I want to do some rudimentary login name checking. My goal would be to allow all unicode characters that would be used in a name including in non-English languages + numbers and basic punctuation that could be in a name but not writing punctuation like !, ? nor control character like CR, LF and so on and white space is allowed in this case.

The obvious things to allow would be: unicode.IsDigit/unicode.IsNumber, unicode.IsLetter and to not use IsControl but I am unclear with IsMark as it looks like a subcategory would be useful but another not and have no idea about IsGraphic and unsure about IsPunct.

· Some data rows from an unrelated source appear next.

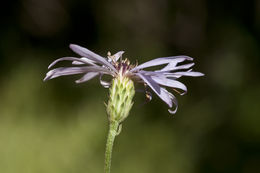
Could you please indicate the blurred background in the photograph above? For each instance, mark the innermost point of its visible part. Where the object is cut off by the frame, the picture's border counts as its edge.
(60, 127)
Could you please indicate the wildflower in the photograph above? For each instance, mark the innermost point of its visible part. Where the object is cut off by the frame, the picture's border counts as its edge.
(121, 87)
(95, 65)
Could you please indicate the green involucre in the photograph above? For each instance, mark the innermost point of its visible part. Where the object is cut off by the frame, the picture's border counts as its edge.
(120, 99)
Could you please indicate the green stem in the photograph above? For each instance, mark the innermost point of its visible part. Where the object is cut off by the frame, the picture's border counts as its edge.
(113, 127)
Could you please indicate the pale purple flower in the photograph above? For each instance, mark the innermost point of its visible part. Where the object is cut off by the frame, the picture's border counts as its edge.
(92, 65)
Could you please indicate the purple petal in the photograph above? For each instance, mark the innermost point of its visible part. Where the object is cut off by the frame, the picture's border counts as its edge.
(64, 71)
(169, 83)
(87, 77)
(175, 102)
(91, 55)
(160, 61)
(171, 67)
(66, 59)
(84, 61)
(190, 73)
(161, 92)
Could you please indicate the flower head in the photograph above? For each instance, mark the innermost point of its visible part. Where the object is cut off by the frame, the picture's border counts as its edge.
(92, 65)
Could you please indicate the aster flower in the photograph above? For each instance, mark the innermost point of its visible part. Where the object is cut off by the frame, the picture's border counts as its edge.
(93, 65)
(121, 87)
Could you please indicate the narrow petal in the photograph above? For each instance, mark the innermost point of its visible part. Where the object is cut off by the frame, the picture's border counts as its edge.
(87, 77)
(66, 59)
(175, 102)
(191, 73)
(64, 71)
(91, 55)
(171, 67)
(160, 61)
(84, 61)
(170, 83)
(161, 92)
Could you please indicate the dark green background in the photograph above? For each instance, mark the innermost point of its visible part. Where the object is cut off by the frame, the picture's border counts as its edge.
(60, 127)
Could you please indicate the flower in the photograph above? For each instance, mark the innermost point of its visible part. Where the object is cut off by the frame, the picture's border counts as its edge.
(92, 65)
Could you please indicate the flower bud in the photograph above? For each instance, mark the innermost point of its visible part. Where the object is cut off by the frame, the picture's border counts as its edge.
(120, 99)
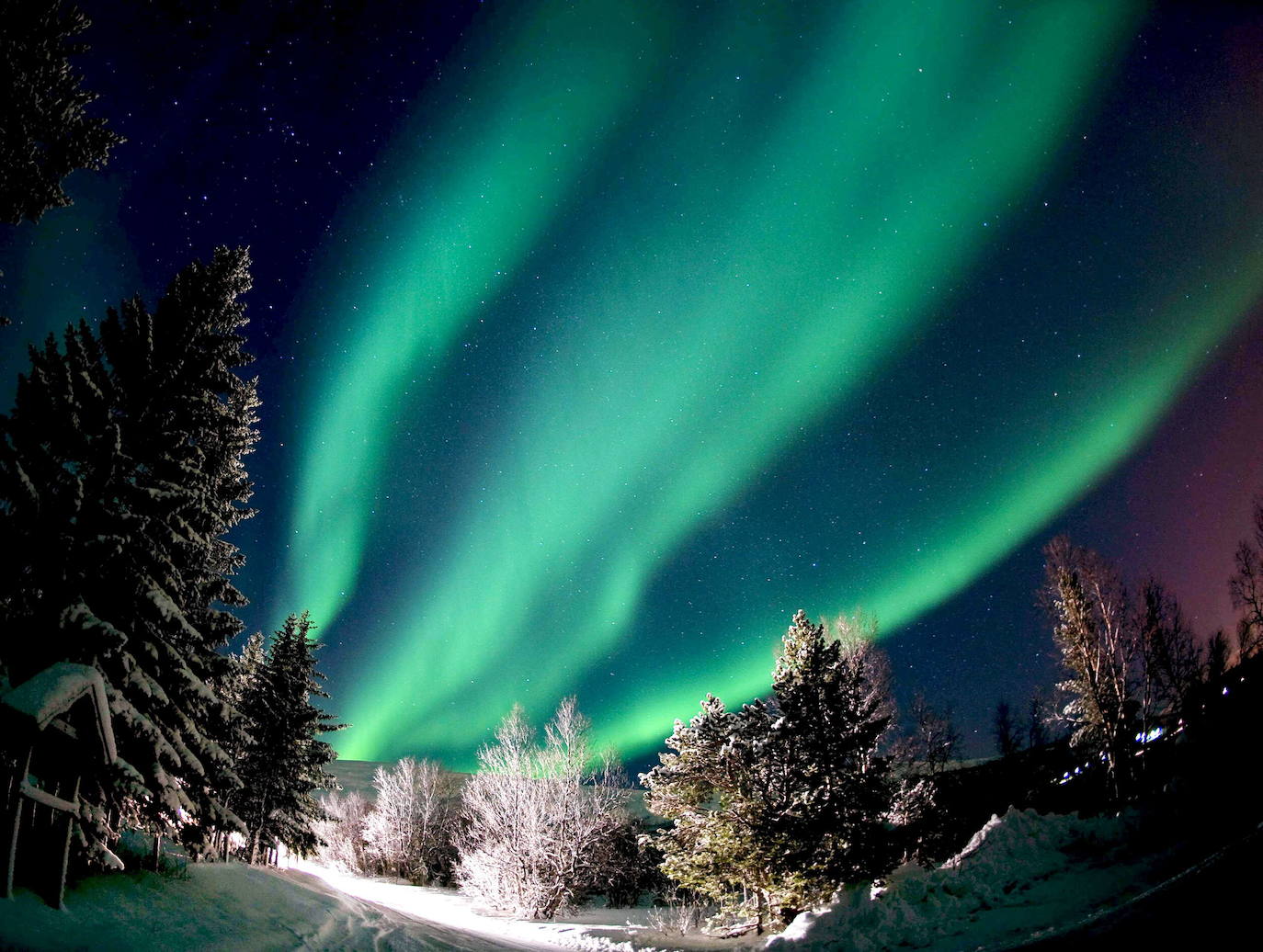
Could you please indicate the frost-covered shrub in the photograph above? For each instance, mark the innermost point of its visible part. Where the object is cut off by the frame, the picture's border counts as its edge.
(409, 830)
(540, 824)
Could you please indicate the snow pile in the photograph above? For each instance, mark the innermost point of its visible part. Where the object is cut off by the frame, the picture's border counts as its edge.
(998, 869)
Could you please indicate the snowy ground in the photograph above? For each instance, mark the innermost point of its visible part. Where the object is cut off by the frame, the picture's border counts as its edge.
(1022, 877)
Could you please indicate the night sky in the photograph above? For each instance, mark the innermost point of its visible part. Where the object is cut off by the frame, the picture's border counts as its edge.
(597, 338)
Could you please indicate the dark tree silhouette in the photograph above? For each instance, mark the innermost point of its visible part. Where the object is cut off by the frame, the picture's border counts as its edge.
(44, 131)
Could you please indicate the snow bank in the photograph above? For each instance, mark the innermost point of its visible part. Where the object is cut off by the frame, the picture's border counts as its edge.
(998, 869)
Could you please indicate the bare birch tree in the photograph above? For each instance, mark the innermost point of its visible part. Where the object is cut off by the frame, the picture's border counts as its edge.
(540, 824)
(1095, 634)
(409, 830)
(1246, 587)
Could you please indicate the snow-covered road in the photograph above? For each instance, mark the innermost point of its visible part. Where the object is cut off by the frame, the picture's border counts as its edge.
(228, 907)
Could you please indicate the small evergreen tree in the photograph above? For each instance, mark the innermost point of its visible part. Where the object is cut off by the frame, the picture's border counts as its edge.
(44, 132)
(1005, 730)
(284, 759)
(773, 807)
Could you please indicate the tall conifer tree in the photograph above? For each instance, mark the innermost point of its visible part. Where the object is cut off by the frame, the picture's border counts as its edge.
(120, 472)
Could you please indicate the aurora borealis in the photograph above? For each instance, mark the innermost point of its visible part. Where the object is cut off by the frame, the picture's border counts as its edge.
(639, 326)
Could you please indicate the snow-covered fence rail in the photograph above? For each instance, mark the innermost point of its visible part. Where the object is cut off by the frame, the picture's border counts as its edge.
(52, 726)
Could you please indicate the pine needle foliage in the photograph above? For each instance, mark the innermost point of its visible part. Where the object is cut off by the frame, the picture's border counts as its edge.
(777, 806)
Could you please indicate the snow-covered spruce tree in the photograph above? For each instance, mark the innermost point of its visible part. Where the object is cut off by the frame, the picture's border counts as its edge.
(409, 830)
(120, 473)
(284, 758)
(44, 132)
(776, 806)
(540, 826)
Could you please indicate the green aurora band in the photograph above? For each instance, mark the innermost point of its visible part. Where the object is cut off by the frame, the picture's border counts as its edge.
(763, 260)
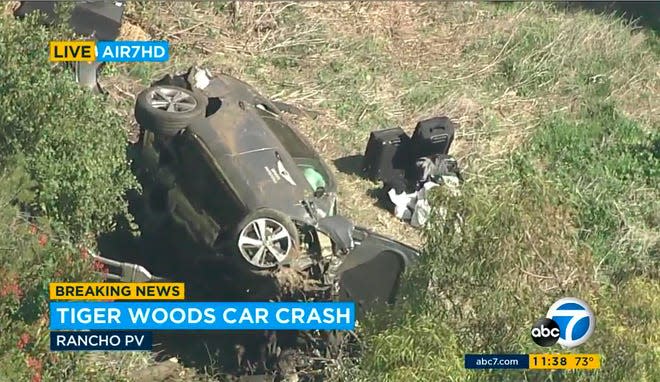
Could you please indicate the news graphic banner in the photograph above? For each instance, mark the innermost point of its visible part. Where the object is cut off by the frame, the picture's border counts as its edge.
(92, 317)
(116, 291)
(108, 51)
(202, 315)
(533, 361)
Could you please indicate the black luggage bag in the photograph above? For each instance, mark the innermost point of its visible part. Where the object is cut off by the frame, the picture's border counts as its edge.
(388, 155)
(432, 136)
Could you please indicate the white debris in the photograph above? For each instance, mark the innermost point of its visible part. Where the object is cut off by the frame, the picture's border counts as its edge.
(402, 203)
(202, 79)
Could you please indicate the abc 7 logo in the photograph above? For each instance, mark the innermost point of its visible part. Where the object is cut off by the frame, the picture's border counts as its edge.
(569, 322)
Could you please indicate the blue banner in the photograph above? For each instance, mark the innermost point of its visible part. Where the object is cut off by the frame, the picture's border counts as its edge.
(101, 340)
(132, 51)
(161, 315)
(496, 361)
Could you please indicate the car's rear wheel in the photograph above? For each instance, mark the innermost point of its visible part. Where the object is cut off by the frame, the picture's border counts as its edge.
(167, 110)
(266, 238)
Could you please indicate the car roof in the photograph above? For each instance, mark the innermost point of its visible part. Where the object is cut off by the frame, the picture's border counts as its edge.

Has anyone delved into unicode enough to have an idea on what would be a reasonable selection of allowed unicode?

Update:
After playing around with words from different countries I have so far come up with this:

  switch  {
  case unicode.IsDigit(chr), unicode.IsLetter(chr), unicode.IsSpace(chr), unicode.Is(unicode.Dash, chr), unicode.Is(unicode.Hyphen, chr):
  case unicode.IsPunct(chr):
    if !strings.ContainsAny(string(chr),"’'ʼ՚ߴߵߵ’＇") { // Apostrophes
      logger.Error(`Message`)
    }
  default :
    logger.Error(`Message`)
  }

system · January 25, 2021, 8:44am

This topic was automatically closed 90 days after the last reply. New replies are no longer allowed.